Sunday, August 18, 2013

A writer's writer

All That Is - James Salter (Alfred A. Knopf, 2013)

I've heard Salter described as a "writer's writer" and judging from the author names on the blurbs (John Banville, Tim O'Brien, Julian Barnes, Edmund White, John Irving) it seems it must be so. What I have read of these authors makes me lump them together as beautiful constructors of prose, but too masculine in some ways for my sensibilities (to grossly oversimplify, since A Prayer for Owen Meany made me bawl more than I think any book ever has). And it's almost too bad I went into the novel with that preconception, since the book pretty much fit right into it.

Salter is a gorgeous writer. I was struck again and again by the beauty of the sentences. It kept me reading. And I was interested in the characters too, I swear. But I felt like I was watching them from some remove. I never particularly cared, I just wanted to see how prettily they could be written about. And that's fine, but it's different from what I normally care to read. Maybe it's what has to happen when your characters are roughly Mad Men-era.

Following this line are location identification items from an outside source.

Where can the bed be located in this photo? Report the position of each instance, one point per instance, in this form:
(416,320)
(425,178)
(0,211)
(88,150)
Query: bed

Some of the lovely lines I noted:

When Bowman first falls in love, almost blindly: "When you love you see a future according to your dreams."

About another character's girlfriend's ex: "He was destined to be a father who would never disappear because of the way he did."

The next woman Bowman loves: "The truth is, with some women you are never sure. They had traveled for ten days and he felt he knew her [...] but you could not know someone else all of the time, their thoughts, about which is was useless to ask."

Bowman's mother, reflecting on the afterlife: "I think that whatever you believe will happen is what happens." A reflection that Bowman comes back to at least once in the remainder of the novel.

Anyway, a step outside of my comfort zone, and one I'm glad I took.